Lack of reliable transportation discourages many job-seekers, said Rhonda Willis, a Detroit human-resources consultant. She’s searched for a year for a full-time job, even with a car.
“The fact that we don’t have a better public transportation system has significantly added to the burden of unemployment within the city of Detroit,” said Willis, 48, who’s recruited and tested job applicants for auto companies, lawyers, health care providers and arts organizations.
It’s difficult to find candidates for lower-level jobs such as cashiers and janitorial workers, Willis said. She said she’s seen many Detroiters disqualified for lack of skills, failed drug tests, bad credit or criminal records.
An example is Rich’s brother, Dyrelle Snead, 22, who said employers are repelled by his 2012 felony for illegally carrying a gun and his subsequent probation.
Two employers told him his record wouldn’t be a problem, “but they didn’t call me back,” said Snead in an interview at a state unemployment office.
Snead, who’s a high-school graduate, uses his 1998 Ford Crown Victoria and employment websites to search for work.
“I like plant work, and plant jobs are outside of the city,” he said.
White-collar jobs are growing in the seven square miles (18 square kilometers) around downtown Detroit. The business district added about 10,000 jobs since 2010 for such large employers as Blue Cross and Blue Shield of Michigan and Quicken Loans Inc., according to a 2013 report by the Detroit-based Hudson-Webber Foundation.
Jobs in Detroit in engineering, information technology and health care are hard to fill, said Pamela Moore, president and chief executive of Detroit Employment Solutions Corp., a nonprofit that connects people with jobs. The work force needs better education and job-training, she said.
Detroit job postings on Monster.com, an Internet job search site, increased 10 percent in the last quarter of 2013 compared with the previous year, especially for engineering, information technology, management and finance. The website ranks Detroit 16th among 20 U.S. cities in available jobs, according to New York-based parent company Monster Worldwide Inc.
A Detroit supermarket opened in July by Grand Rapids-based Meijer Inc. hired 500 from 1,500 prescreened applicants, said Frank Guglielmi, a spokesman.
Those gains push against a decades-long tide of blight and population loss that eroded the tax base. Detroit lost 78 percent of its retail businesses and 80 percent of its manufacturing base from 1972 to 2007 -- before the 18-month recession that began in December 2007 -- according to the Citizens Research Council of Michigan, a public-policy nonprofit organization.
The three auto assembly plants remaining in Detroit employ 6,184 workers, 4,435 of them at Chrysler’s Jefferson North plant.

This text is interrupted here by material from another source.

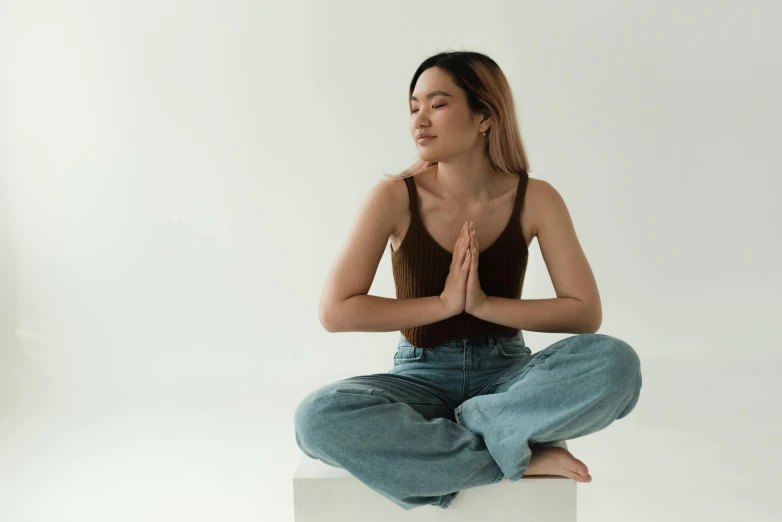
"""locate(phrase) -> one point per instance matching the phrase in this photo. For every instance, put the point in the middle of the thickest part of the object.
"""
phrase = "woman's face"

After World War II, new suburban factories prompted an exodus of residents, manufacturing, finance and services that was unsurpassed among U.S. cities, said George Galster, professor of urban studies at Wayne State University. Detroit’s population fell from a peak of 1.8 million to about 701,500 in 2012.

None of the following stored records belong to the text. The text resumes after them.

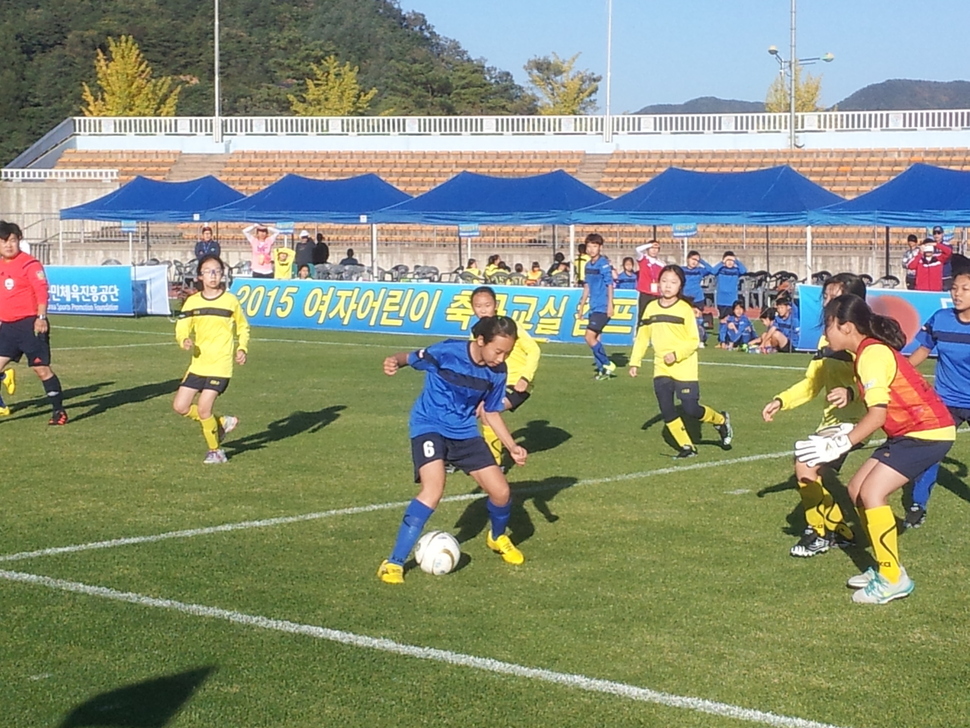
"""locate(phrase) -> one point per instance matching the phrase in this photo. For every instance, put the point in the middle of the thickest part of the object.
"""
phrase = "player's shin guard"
(712, 417)
(812, 496)
(923, 485)
(52, 387)
(493, 442)
(881, 526)
(679, 433)
(415, 516)
(499, 517)
(210, 431)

“The result after 60 years is painfully obvious,” Galster said in a phone interview. “You have a hole in the middle with very few people with disposable income, very few retail and manufacturing jobs, very few any kind of jobs.”
The state and federal governments should grant tax credits to employers who hire Detroit residents, said state Representative Fred Durhal, a Detroit Democrat. He estimates at least half the adults in his House district are unemployed, many on public assistance.

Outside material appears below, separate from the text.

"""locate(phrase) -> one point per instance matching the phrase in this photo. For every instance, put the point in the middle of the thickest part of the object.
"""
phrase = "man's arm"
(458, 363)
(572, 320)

“We’ve got to do more than build new buildings in downtown and midtown,” Durhal said. “We’ve got to find jobs for people who won’t have technical skills.”
Job-seeker Rich said he’s worked in fast food, retail, home health care and manufacturing, mostly outside his city. He’s taken some criminal-justice classes, though he doesn’t want to be a police officer in Detroit.
He’s considering culinary school, something he said appeals to his creative side.
“It would be easier if I had a car,” he said.